そしてページらが自ら剥がれ周囲に浮かびだし、映像がそこに映し出される。




「なんですかこれ?」


「コイツはローゲイズが観たものを映す魔瞳書のページさ」



言われた通りこのページにはあのローゲイズ(出目金)が下へ泳いで行く光景が観え、下まで到達すると通路が見えてくる。

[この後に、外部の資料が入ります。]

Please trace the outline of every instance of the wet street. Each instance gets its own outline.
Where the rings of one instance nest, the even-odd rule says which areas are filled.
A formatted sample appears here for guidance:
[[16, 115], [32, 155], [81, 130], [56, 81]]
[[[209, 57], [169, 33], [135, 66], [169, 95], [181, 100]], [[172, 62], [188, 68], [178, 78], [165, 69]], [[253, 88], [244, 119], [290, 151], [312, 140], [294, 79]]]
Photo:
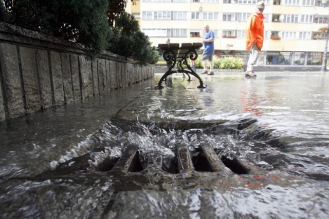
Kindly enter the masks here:
[[328, 73], [182, 75], [0, 123], [0, 217], [329, 217]]

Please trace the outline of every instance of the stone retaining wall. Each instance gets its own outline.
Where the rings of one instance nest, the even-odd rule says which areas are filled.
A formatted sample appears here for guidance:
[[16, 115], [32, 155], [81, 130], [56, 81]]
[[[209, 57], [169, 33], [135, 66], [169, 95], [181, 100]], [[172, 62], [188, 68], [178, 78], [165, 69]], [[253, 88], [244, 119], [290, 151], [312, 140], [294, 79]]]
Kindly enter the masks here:
[[124, 88], [154, 71], [108, 52], [92, 61], [81, 46], [0, 22], [0, 121]]

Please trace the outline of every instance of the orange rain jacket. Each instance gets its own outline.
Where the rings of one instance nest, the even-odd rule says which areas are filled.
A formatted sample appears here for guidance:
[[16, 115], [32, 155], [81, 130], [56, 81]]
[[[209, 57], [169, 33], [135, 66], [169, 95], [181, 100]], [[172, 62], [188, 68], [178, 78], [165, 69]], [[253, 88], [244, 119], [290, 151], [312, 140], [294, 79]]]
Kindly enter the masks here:
[[264, 22], [263, 14], [253, 13], [247, 20], [245, 33], [246, 34], [246, 49], [249, 51], [252, 45], [256, 44], [261, 50], [264, 42]]

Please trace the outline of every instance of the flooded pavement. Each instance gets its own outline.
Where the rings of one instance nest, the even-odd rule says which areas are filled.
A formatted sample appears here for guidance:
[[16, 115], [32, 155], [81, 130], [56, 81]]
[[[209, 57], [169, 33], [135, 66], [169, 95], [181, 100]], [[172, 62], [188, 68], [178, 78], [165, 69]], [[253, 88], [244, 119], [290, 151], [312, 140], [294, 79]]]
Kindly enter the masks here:
[[0, 124], [1, 217], [328, 217], [329, 74], [217, 74]]

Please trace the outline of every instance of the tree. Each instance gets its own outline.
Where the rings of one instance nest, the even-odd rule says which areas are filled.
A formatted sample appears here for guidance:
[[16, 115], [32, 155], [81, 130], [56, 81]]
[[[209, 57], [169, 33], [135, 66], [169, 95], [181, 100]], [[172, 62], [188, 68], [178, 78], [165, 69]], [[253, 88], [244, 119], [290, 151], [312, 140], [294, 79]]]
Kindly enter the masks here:
[[107, 11], [108, 25], [113, 27], [117, 16], [124, 12], [127, 6], [127, 0], [108, 0], [108, 8]]
[[9, 23], [83, 44], [92, 56], [107, 47], [108, 0], [4, 0]]
[[133, 58], [142, 65], [157, 62], [156, 48], [152, 47], [148, 36], [140, 31], [138, 22], [131, 14], [123, 12], [118, 16], [112, 32], [109, 51]]

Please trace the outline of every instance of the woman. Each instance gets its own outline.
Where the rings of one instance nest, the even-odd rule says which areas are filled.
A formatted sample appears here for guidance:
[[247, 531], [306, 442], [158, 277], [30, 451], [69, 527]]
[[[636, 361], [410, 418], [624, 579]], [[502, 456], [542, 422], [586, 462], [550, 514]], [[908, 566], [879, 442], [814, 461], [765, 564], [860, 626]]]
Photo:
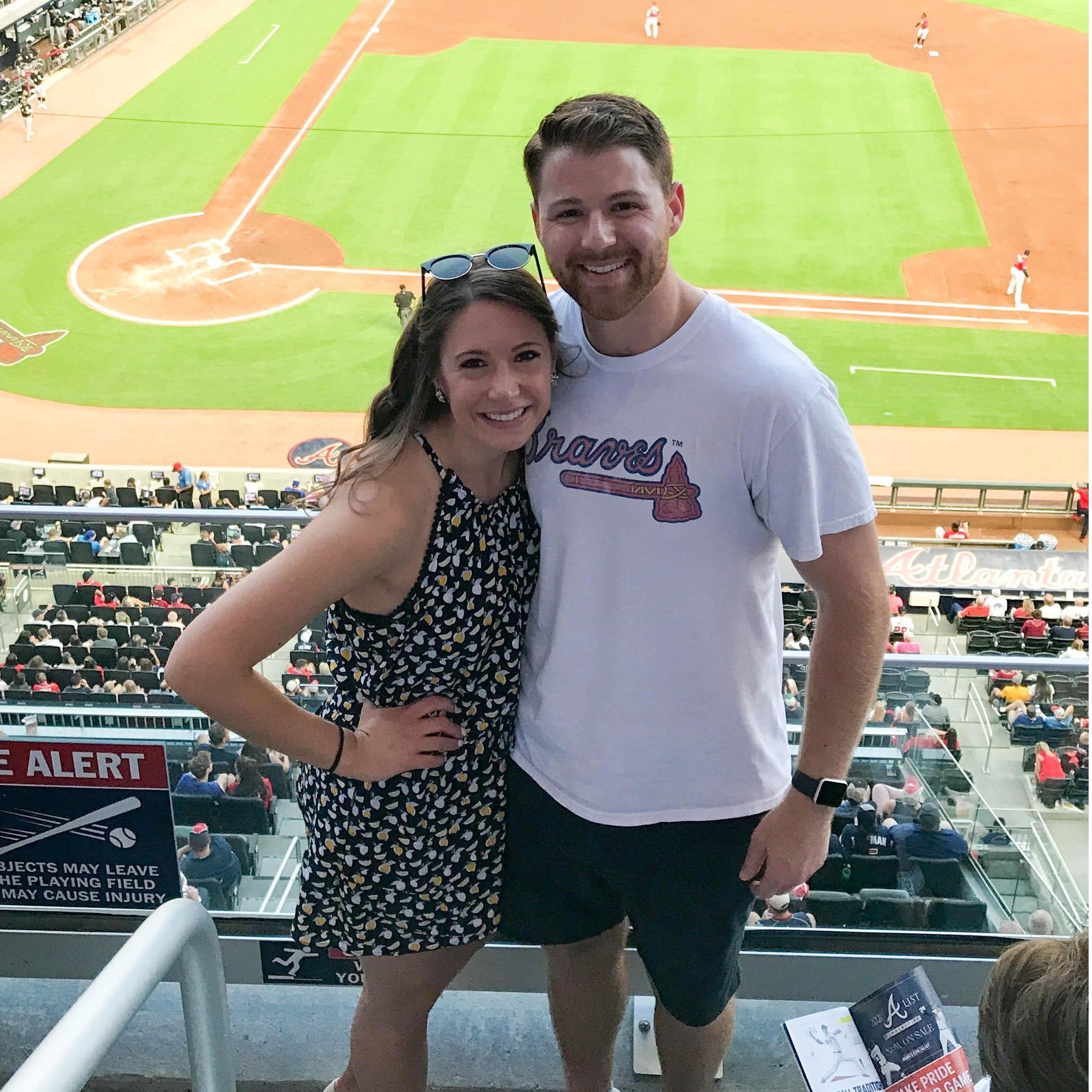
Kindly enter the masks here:
[[233, 796], [257, 797], [266, 811], [273, 803], [273, 784], [258, 772], [258, 763], [244, 755], [235, 760], [235, 783], [228, 785], [227, 791]]
[[201, 508], [212, 508], [212, 480], [207, 471], [202, 471], [198, 475], [198, 503]]
[[1051, 750], [1042, 739], [1035, 744], [1035, 780], [1046, 781], [1049, 778], [1065, 779], [1066, 771], [1061, 769], [1061, 759]]
[[[556, 368], [534, 278], [478, 259], [434, 281], [321, 514], [194, 619], [167, 664], [185, 699], [304, 763], [294, 936], [359, 957], [365, 982], [341, 1092], [425, 1088], [429, 1010], [497, 928], [537, 575], [521, 452]], [[317, 716], [252, 665], [331, 603], [336, 687]]]

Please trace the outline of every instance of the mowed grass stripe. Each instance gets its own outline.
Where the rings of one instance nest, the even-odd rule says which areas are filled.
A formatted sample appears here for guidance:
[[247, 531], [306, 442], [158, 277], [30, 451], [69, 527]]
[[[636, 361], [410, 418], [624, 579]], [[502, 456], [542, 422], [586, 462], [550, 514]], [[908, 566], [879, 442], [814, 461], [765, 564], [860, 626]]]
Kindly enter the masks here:
[[[1009, 330], [767, 319], [838, 384], [854, 425], [1088, 429], [1088, 337]], [[1051, 377], [1058, 383], [858, 371], [851, 367]], [[888, 416], [890, 414], [890, 416]]]
[[605, 86], [672, 134], [688, 201], [673, 253], [699, 284], [905, 296], [904, 259], [988, 245], [931, 81], [841, 54], [498, 39], [366, 54], [263, 211], [307, 207], [366, 268], [522, 239], [527, 135]]

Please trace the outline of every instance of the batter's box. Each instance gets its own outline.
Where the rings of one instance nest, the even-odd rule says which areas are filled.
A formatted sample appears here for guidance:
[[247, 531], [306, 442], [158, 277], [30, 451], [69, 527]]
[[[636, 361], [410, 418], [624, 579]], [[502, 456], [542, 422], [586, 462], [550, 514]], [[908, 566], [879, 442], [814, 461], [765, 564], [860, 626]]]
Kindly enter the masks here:
[[241, 281], [244, 277], [253, 276], [261, 273], [261, 270], [246, 258], [236, 258], [234, 261], [224, 262], [207, 272], [202, 273], [200, 280], [210, 285], [228, 284], [232, 281]]

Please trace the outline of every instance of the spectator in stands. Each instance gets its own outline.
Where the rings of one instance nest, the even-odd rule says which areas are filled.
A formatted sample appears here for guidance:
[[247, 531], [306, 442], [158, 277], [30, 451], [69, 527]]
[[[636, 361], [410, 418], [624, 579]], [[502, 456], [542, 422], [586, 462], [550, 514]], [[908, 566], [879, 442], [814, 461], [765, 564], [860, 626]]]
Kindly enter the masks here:
[[917, 723], [917, 702], [913, 698], [907, 701], [904, 705], [894, 711], [894, 716], [891, 719], [892, 724], [916, 724]]
[[219, 880], [225, 890], [238, 883], [242, 876], [242, 866], [227, 839], [223, 834], [210, 834], [203, 822], [190, 831], [186, 844], [179, 848], [178, 867], [189, 883]]
[[1006, 948], [978, 1004], [985, 1092], [1088, 1092], [1088, 931]]
[[892, 719], [893, 714], [887, 708], [887, 702], [877, 698], [876, 704], [873, 705], [873, 712], [869, 715], [868, 721], [865, 723], [865, 727], [882, 727], [883, 725], [890, 724]]
[[56, 682], [50, 682], [45, 672], [38, 672], [34, 677], [34, 686], [31, 689], [37, 693], [39, 690], [48, 690], [50, 693], [60, 693], [61, 688]]
[[1046, 637], [1046, 622], [1043, 619], [1042, 609], [1035, 607], [1032, 610], [1031, 617], [1020, 627], [1020, 632], [1024, 637]]
[[990, 700], [999, 707], [1008, 709], [1018, 701], [1022, 701], [1024, 703], [1031, 701], [1031, 690], [1029, 690], [1022, 681], [1018, 682], [1013, 679], [1002, 687], [995, 686], [994, 689], [989, 691], [989, 697]]
[[212, 757], [206, 751], [199, 751], [190, 759], [190, 768], [178, 779], [175, 792], [189, 796], [226, 796], [234, 778], [218, 773], [210, 780], [211, 773]]
[[242, 745], [240, 753], [245, 755], [247, 758], [252, 758], [258, 763], [259, 770], [263, 765], [269, 765], [271, 762], [275, 762], [280, 765], [285, 773], [287, 773], [292, 768], [292, 760], [287, 755], [282, 755], [280, 751], [270, 750], [268, 747], [261, 747], [258, 744], [252, 744], [249, 739]]
[[1052, 641], [1069, 641], [1072, 642], [1077, 637], [1077, 627], [1073, 625], [1073, 618], [1070, 614], [1064, 614], [1061, 620], [1051, 627], [1051, 640]]
[[915, 655], [922, 651], [922, 645], [914, 640], [913, 633], [901, 633], [893, 631], [888, 637], [888, 652], [898, 652], [903, 655]]
[[782, 929], [814, 929], [816, 919], [812, 914], [804, 911], [793, 913], [790, 910], [792, 899], [787, 894], [771, 894], [765, 900], [765, 910], [759, 917], [756, 911], [747, 915], [748, 925], [763, 925]]
[[846, 822], [853, 822], [856, 818], [857, 809], [868, 799], [868, 786], [853, 784], [845, 790], [845, 799], [836, 808], [834, 815], [843, 818]]
[[959, 612], [959, 616], [960, 618], [988, 618], [989, 607], [986, 606], [986, 596], [976, 595], [974, 603], [972, 603], [969, 607], [963, 607], [963, 609]]
[[212, 508], [212, 479], [207, 471], [202, 471], [198, 475], [197, 490], [198, 503], [202, 508]]
[[258, 772], [258, 763], [252, 758], [239, 755], [235, 760], [235, 783], [227, 786], [230, 796], [257, 797], [268, 811], [273, 804], [273, 783]]
[[842, 830], [842, 853], [846, 857], [859, 854], [867, 857], [893, 857], [894, 840], [891, 830], [880, 826], [875, 804], [862, 804], [856, 819]]
[[1046, 708], [1054, 701], [1054, 684], [1046, 677], [1045, 672], [1029, 676], [1026, 684], [1031, 690], [1031, 700], [1036, 704]]
[[931, 860], [962, 860], [968, 853], [966, 840], [950, 827], [941, 827], [938, 805], [926, 800], [918, 808], [913, 822], [891, 828], [891, 836], [900, 851], [904, 867], [909, 857], [927, 857]]
[[64, 687], [64, 693], [75, 693], [80, 690], [90, 690], [91, 686], [87, 680], [79, 673], [73, 672], [72, 678], [69, 679], [69, 684]]
[[1049, 744], [1042, 739], [1035, 744], [1035, 780], [1038, 782], [1065, 779], [1066, 771], [1061, 769], [1061, 759]]
[[1054, 593], [1047, 592], [1043, 596], [1043, 605], [1040, 607], [1040, 615], [1047, 621], [1057, 621], [1061, 617], [1061, 604], [1055, 603]]
[[181, 463], [175, 463], [171, 470], [178, 475], [178, 480], [175, 483], [175, 505], [178, 508], [192, 508], [193, 471]]
[[203, 751], [212, 757], [213, 762], [227, 762], [228, 765], [235, 765], [238, 752], [227, 746], [228, 740], [232, 738], [232, 733], [223, 724], [217, 724], [213, 721], [209, 725], [209, 732], [198, 733], [197, 738], [198, 744], [193, 748], [194, 753]]
[[163, 625], [171, 626], [175, 629], [186, 629], [186, 622], [183, 622], [182, 619], [178, 617], [177, 610], [168, 610], [166, 620], [164, 621]]
[[921, 707], [922, 720], [930, 727], [947, 731], [952, 723], [951, 714], [945, 705], [943, 698], [939, 693], [930, 693], [929, 700]]

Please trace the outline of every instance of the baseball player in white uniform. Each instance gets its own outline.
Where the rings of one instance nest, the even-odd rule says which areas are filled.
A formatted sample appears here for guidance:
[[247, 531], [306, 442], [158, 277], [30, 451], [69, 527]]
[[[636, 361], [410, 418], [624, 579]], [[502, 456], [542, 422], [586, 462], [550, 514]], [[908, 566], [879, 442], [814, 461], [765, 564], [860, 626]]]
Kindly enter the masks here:
[[1006, 296], [1016, 294], [1016, 306], [1019, 311], [1031, 310], [1031, 307], [1020, 298], [1023, 293], [1024, 282], [1031, 280], [1031, 274], [1028, 272], [1029, 258], [1031, 258], [1030, 250], [1025, 250], [1022, 254], [1017, 254], [1017, 260], [1012, 263], [1012, 269], [1009, 270], [1012, 274], [1009, 277], [1009, 286], [1005, 290]]

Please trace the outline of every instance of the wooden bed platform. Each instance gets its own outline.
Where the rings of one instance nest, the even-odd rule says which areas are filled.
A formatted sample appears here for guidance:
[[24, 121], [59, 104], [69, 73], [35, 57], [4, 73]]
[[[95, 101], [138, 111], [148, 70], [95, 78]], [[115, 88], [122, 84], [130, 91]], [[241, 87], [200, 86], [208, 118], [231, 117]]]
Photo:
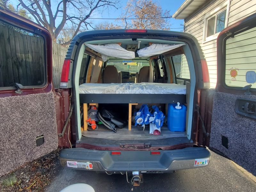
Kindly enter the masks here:
[[144, 131], [143, 130], [143, 128], [141, 127], [132, 126], [132, 130], [129, 131], [126, 126], [123, 129], [117, 129], [116, 132], [114, 133], [101, 125], [98, 125], [97, 130], [82, 132], [82, 135], [87, 137], [116, 140], [155, 140], [187, 137], [185, 132], [171, 132], [164, 126], [161, 127], [161, 134], [158, 135], [150, 135], [149, 126], [146, 127]]

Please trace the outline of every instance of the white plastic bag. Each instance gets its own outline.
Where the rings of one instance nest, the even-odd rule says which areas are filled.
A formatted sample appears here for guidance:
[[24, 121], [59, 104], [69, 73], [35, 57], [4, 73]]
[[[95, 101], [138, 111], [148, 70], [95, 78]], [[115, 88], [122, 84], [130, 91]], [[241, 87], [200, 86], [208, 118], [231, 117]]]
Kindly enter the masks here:
[[120, 59], [133, 59], [135, 58], [135, 53], [127, 51], [117, 43], [109, 43], [95, 45], [87, 43], [84, 44], [89, 48], [101, 54], [102, 60], [105, 62], [108, 57], [113, 57]]
[[140, 57], [149, 57], [153, 55], [161, 54], [185, 45], [185, 44], [170, 44], [153, 43], [148, 47], [138, 50], [137, 53]]

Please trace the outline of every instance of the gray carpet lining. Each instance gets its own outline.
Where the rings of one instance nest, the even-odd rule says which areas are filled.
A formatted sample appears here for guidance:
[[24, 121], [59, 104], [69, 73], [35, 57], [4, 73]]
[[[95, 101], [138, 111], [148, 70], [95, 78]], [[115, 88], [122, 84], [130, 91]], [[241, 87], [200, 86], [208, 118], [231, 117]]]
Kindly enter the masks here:
[[[58, 147], [52, 92], [0, 98], [0, 176]], [[42, 135], [44, 142], [37, 146]]]
[[[210, 147], [256, 175], [256, 120], [236, 113], [236, 100], [239, 97], [256, 99], [255, 95], [215, 93]], [[222, 144], [222, 135], [228, 138], [228, 148]]]

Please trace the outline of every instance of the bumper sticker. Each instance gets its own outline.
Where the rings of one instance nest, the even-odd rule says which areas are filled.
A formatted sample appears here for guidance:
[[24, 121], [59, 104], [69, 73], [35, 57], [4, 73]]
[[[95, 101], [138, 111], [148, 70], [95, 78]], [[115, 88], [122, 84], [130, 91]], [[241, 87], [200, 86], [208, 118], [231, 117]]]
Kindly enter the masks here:
[[204, 166], [208, 164], [209, 162], [209, 158], [204, 159], [196, 159], [195, 160], [194, 166]]
[[67, 165], [69, 167], [83, 168], [86, 169], [92, 169], [92, 164], [90, 162], [83, 163], [77, 161], [67, 161]]

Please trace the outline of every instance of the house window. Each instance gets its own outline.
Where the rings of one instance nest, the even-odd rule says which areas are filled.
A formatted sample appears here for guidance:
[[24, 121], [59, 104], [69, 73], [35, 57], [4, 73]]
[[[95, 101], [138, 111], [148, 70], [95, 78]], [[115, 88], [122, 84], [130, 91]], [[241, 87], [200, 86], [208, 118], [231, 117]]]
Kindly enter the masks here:
[[225, 28], [227, 9], [212, 16], [207, 20], [206, 38], [220, 33]]
[[203, 43], [216, 39], [219, 33], [227, 27], [228, 7], [227, 2], [205, 15]]

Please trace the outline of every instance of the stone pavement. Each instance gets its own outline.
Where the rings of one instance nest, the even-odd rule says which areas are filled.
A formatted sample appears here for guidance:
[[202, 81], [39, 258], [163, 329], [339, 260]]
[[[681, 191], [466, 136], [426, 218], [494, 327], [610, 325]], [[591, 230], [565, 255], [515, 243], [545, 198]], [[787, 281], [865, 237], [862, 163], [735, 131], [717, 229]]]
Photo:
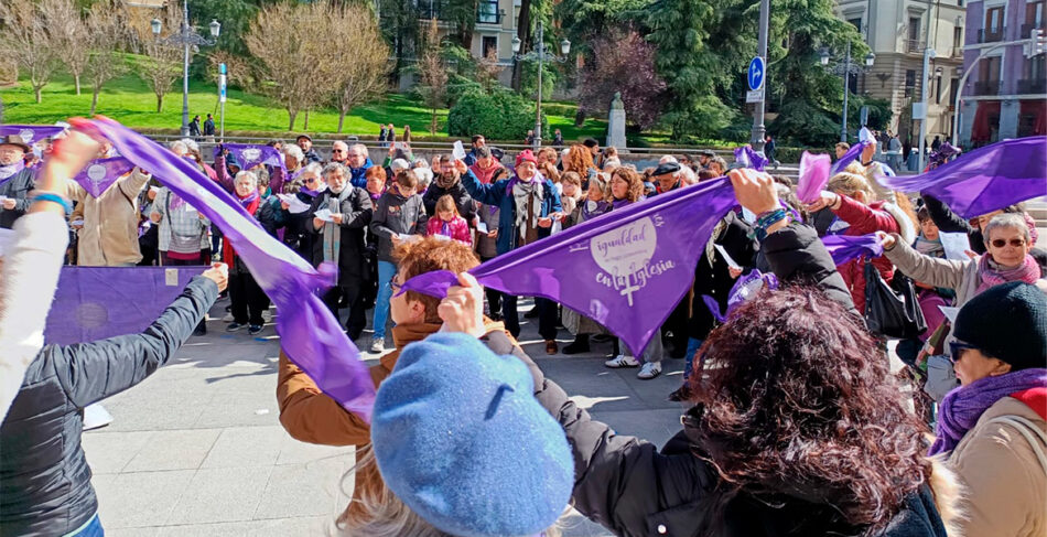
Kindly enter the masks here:
[[[111, 425], [84, 433], [108, 536], [335, 535], [332, 523], [352, 494], [353, 449], [302, 443], [283, 431], [279, 337], [272, 324], [259, 337], [225, 333], [217, 319], [226, 305], [212, 310], [208, 335], [192, 337], [166, 367], [104, 401]], [[529, 308], [521, 301], [521, 311]], [[561, 347], [570, 339], [561, 330]], [[581, 356], [547, 356], [537, 323], [525, 324], [520, 340], [595, 419], [659, 445], [679, 431], [681, 406], [666, 396], [680, 384], [682, 359], [666, 358], [660, 377], [639, 380], [637, 369], [603, 366], [609, 343]], [[574, 512], [562, 522], [568, 537], [611, 535]]]

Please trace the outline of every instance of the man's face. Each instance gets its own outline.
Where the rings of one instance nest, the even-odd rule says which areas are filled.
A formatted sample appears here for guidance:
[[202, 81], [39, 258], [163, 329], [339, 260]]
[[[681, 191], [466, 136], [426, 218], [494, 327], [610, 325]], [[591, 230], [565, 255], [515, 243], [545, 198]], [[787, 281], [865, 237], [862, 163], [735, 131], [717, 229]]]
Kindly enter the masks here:
[[349, 147], [343, 142], [334, 142], [331, 147], [331, 160], [334, 162], [345, 162], [348, 157]]
[[345, 172], [342, 170], [328, 172], [324, 181], [327, 182], [327, 189], [331, 190], [331, 192], [341, 194], [342, 190], [345, 189]]
[[0, 165], [11, 165], [25, 157], [25, 151], [22, 148], [4, 143], [0, 146]]
[[358, 147], [348, 148], [346, 162], [350, 168], [363, 168], [367, 163], [367, 153]]

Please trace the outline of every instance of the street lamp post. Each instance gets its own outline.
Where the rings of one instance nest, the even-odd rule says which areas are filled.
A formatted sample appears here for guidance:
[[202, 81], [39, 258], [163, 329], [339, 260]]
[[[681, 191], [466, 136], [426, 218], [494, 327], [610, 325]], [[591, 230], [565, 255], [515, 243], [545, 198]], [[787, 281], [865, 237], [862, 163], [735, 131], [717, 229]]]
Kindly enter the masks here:
[[196, 33], [193, 26], [190, 25], [188, 0], [183, 0], [182, 26], [179, 29], [179, 33], [172, 33], [164, 39], [160, 39], [160, 31], [163, 29], [163, 23], [160, 22], [160, 19], [153, 19], [150, 25], [152, 26], [153, 35], [160, 44], [182, 46], [184, 50], [182, 60], [182, 136], [190, 136], [190, 52], [193, 46], [212, 46], [217, 43], [218, 34], [222, 32], [222, 23], [212, 20], [211, 24], [208, 24], [212, 39], [204, 37]]
[[544, 31], [542, 29], [541, 22], [538, 23], [537, 30], [538, 30], [538, 40], [537, 40], [537, 44], [535, 45], [535, 50], [527, 54], [520, 54], [520, 45], [522, 45], [522, 43], [520, 42], [520, 39], [512, 37], [512, 57], [516, 58], [517, 62], [524, 62], [527, 60], [538, 60], [538, 104], [537, 106], [535, 106], [535, 143], [533, 143], [535, 151], [538, 151], [538, 148], [541, 147], [542, 64], [546, 63], [547, 60], [552, 61], [552, 62], [559, 62], [559, 63], [566, 62], [568, 54], [571, 53], [571, 42], [565, 39], [560, 42], [560, 53], [563, 54], [562, 56], [558, 56], [553, 53], [546, 52]]
[[859, 73], [868, 73], [868, 69], [873, 67], [873, 63], [876, 61], [876, 55], [872, 52], [866, 54], [864, 67], [855, 65], [851, 63], [851, 42], [848, 41], [848, 50], [842, 64], [829, 67], [829, 49], [822, 49], [821, 54], [819, 54], [819, 61], [822, 66], [832, 74], [843, 77], [843, 119], [840, 121], [840, 141], [845, 142], [848, 141], [848, 94], [851, 93], [850, 76]]

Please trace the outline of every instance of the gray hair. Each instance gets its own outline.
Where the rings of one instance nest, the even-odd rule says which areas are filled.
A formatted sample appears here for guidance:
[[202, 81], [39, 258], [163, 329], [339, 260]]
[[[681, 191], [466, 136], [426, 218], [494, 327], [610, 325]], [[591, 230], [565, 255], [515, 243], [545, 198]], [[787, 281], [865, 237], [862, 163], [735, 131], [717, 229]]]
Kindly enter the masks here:
[[235, 181], [239, 181], [240, 178], [250, 179], [250, 180], [251, 180], [251, 184], [255, 185], [255, 186], [258, 186], [258, 175], [256, 175], [255, 172], [249, 172], [249, 171], [247, 171], [247, 170], [242, 170], [242, 171], [240, 171], [240, 172], [238, 172], [238, 173], [236, 174], [236, 180], [235, 180]]
[[341, 171], [342, 174], [345, 175], [346, 178], [349, 176], [349, 173], [345, 170], [345, 164], [343, 164], [343, 163], [341, 163], [341, 162], [330, 162], [330, 163], [327, 163], [327, 165], [324, 167], [323, 171], [320, 172], [320, 175], [321, 175], [322, 178], [324, 178], [324, 179], [327, 179], [327, 175], [330, 175], [330, 174], [332, 174], [332, 173], [334, 173], [334, 172], [336, 172], [336, 171]]
[[1022, 213], [1003, 213], [993, 216], [993, 219], [989, 221], [989, 224], [985, 224], [985, 228], [982, 229], [985, 244], [989, 245], [990, 237], [993, 236], [993, 230], [1005, 228], [1014, 228], [1022, 232], [1025, 241], [1028, 243], [1029, 246], [1033, 246], [1033, 236], [1029, 234], [1028, 224], [1025, 223], [1025, 215]]

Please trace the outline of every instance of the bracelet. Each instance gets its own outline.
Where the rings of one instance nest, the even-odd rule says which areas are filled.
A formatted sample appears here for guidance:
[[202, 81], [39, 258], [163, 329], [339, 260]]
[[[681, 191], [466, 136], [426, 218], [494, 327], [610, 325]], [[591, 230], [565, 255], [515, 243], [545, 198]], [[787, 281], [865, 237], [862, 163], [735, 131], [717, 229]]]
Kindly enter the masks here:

そして久々に通路を観たがかなり雰囲気が変わっていた。 あちらこちらに何段もの石が積み上げられ川が通っていたら三途の川と言っても過言ではない。



「前からこうなのか?」


「違いますよ、あっそういえば登る時に神谷さんがガサゴソやってましたけど、これだったのかぁ」


「はぁん案外器用だな」




石をアーチ型に積み上げるなど中々の腕前を持っているらしい。




「でもなんで態々こんな所でやっているんでしょうね?」


「まぁそこは本人に聞きゃいんじゃねぇの、丁度目の前に居るし」





別のページを見るとそこには驚愕した顔の神谷が立っていた。




「なんかすんっごい顔してますけど、どうしたんですかね?」


「さぁ玉でもぶつけたんじゃねぇのか…あ」



次の瞬間、神谷は叫びながら腰の短剣を抜いて我武者羅に光波を放ちそれにミニゲイズ達が呑み込まれると次々とページが硝子の様に砕け消えてゆく。



突然狂った行動をしたのか一瞬戸惑ったが、暗い所からいきなり目玉が飛んできたら誰だって心臓が飛び出るくらいにはビビるよねと、何となく察した。



急いで生き残った最後の個体で物陰に隠れながら様子を見ていると、神谷の背後から誰かが出てきて剣を持っている腕にアームロックを決める。


それからしばらくすると音は聞こえないが神谷がイタタタと唱えながら反対の手でタップすると拘束が外されているのが観えた。




「今の誰ですかね?」




生憎もう一人の顔は落したスマホの画面並みにバキバキになったページでは判別し辛い。



「この声は、そ〜だな…どうやらお前も知ってる奴だ」


どうやらコニーさんのうさ耳は二人の会話が聞こえるみたい。



「私が知ってる人って言うと…コーランくん?」


「おうっよく分かったな」


「ままぁ勘ですよ(知り合い少ないから消去法で言っただけなんだけど)」


「そうかい…んじゃ降りんぞ」



腰のショルダーバックに付いたスイッチを引いて蓋を開け、今度は手掴みで玉を四つ取り出しそのバックに近付けると中から黒い砂を吸い上げ始める。


ある程度集まると大穴に向かってカード投げの様に軽く投げるとふわふわと砂を吸い続けながら飛んで行くと、玉が四方に弾け纏っていた砂がシート状に広がる。


するとコニーさんはその上に乗り私は足元を確認しながら慎重に乗り込むと、ゆっくりと降り始めあっという間に底へ到着する。

通路の床に降りると乗っていた砂は元の砂粒に変わり玉と一緒にバックへ戻る。